Note that if you run a DAG on a schedule_interval of one day, the run stamped 2020-01-01 will be triggered soon after 2020-01-01T23:59. In other words, the job instance is started once the period it covers has ended.
Some systems can get overwhelmed when too many processes hit them at the same time. Airflow pools can be used to limit the execution parallelism on arbitrary sets of tasks. The list of pools is managed in the UI (Menu -> Admin -> Pools) by giving the pools a name and assigning it a number of worker slots. Tasks can then be associated with one of the existing pools by using the pool parameter when creating tasks (i.e., instantiating operators).
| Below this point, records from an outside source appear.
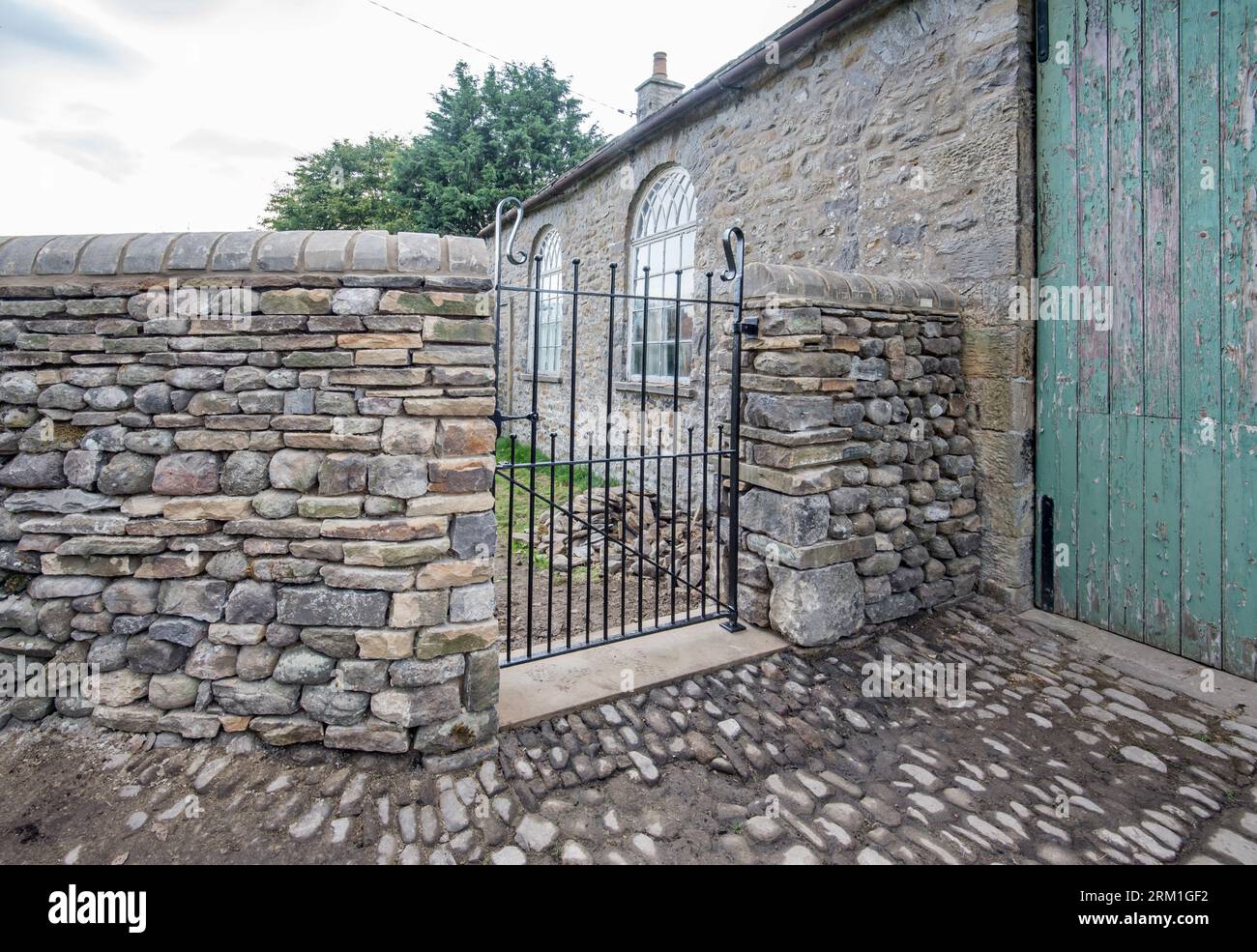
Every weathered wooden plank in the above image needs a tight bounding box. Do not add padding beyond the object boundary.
[1179,434,1224,667]
[1144,417,1182,654]
[1222,423,1257,679]
[1109,414,1144,642]
[1076,0,1113,417]
[1077,412,1109,628]
[1036,0,1078,617]
[1143,0,1179,417]
[1179,4,1224,667]
[1109,0,1144,414]
[1220,0,1257,678]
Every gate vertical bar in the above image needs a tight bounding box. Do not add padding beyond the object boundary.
[568,257,580,649]
[716,226,757,632]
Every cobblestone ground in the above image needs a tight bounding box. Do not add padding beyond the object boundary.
[0,600,1257,864]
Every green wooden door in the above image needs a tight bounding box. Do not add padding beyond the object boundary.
[1031,0,1257,679]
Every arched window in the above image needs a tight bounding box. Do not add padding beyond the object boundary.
[628,166,698,381]
[528,229,563,374]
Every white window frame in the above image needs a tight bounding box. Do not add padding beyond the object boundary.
[625,166,698,383]
[524,229,563,377]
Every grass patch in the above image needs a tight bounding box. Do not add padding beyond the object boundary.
[493,439,619,569]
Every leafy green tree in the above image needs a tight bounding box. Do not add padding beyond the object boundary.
[391,59,606,235]
[261,135,411,231]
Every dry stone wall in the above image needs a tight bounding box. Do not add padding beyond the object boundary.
[738,264,981,647]
[0,232,498,764]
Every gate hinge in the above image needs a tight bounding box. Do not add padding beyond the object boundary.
[1035,0,1051,63]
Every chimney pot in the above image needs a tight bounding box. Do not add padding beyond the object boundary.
[636,53,686,122]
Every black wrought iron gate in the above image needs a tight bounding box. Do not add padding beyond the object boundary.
[494,198,755,667]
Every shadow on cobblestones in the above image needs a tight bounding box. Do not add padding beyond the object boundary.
[0,599,1257,864]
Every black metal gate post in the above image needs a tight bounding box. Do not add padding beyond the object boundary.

The pool parameter can be used in conjunction with priority_weight to define priorities in the queue, and which tasks get executed first as slots open up in the pool. The default priority_weight is 1 and can be bumped to any number. When sorting the queue to evaluate which task should be executed next, we use the priority_weight, summed up with all of the priority_weight values from tasks downstream from this task. You can use this to bump a specific important task and the whole path to that task gets prioritize accordingly.
Tasks will be scheduled as usual while the slots fill up. Once capacity is reached, runnable tasks get queued and their state will show as such in the UI. As slots free up, queued tasks start running based on the priority_weight (of the task and its descendants).
Note that if tasks are not given a pool, they are assigned to a default pool default_pool. default_pool is initialized with 128 slots and can change through the UI or CLI (though it cannot be removed).
Monitoring the correctness and performance of your airflow jobs (dag runs) should be a core concern of a BI development team. Airflow has good support for basic monitoring of your jobs:
- SLA misses: airflow is able to send out an email bundling all SLA misses for a specific scheduling interval.
- EmailOperator: airflow can send out emails when a specific point in a DAG is reached
- Sending notifications to popular online services like Slack or HipChat.
- The airflow dashboard itself, which you can manually refresh to verify which jobs ran successfully or failed recently.
- A PythonOperator, which can track the output of a particular task and then make more informed decisions based on the context in which it is run and then branch to a specific branch of execution for notification purposes. This type of monitoring is very useful to track execution errors, but there are some cases where you need more sophisticated methods, for example in the case of data quality monitoring. This is where some great online services like Datadog come in.
Airflow provides countless benefits to those in the pipeline business. Its benefits can basically be categorized as code quality and code visibility. It provides developers with a better way to build data pipelines by serving as a sort of 'framework' for creating pipelines. In the same way, a web framework might help developers by abstracting common patterns,
It does this by providing data engineers with tools to simplify certain repetitive aspects of pipeline creation. Airflow comes with numerous powerful integrations that serve almost any need when it comes to output data. By leveraging these tools, engineers begin to see their pipelines abiding by a well-understood format, making code readable to others.
But what really makes Airflow stand out is it's GUI. By allowing data engineers to handle multiple pipelines they save themselves endless headaches that come from those very pipelines being prone to failure. They gain immediate visibility across all our pipelines to quickly spot areas of failure. Even more impressive is that the code we write is visually represented in Airflow's GUI. Not only can we check the heartbeat of our pipelines, but we can also view graphical representations of the very code we write.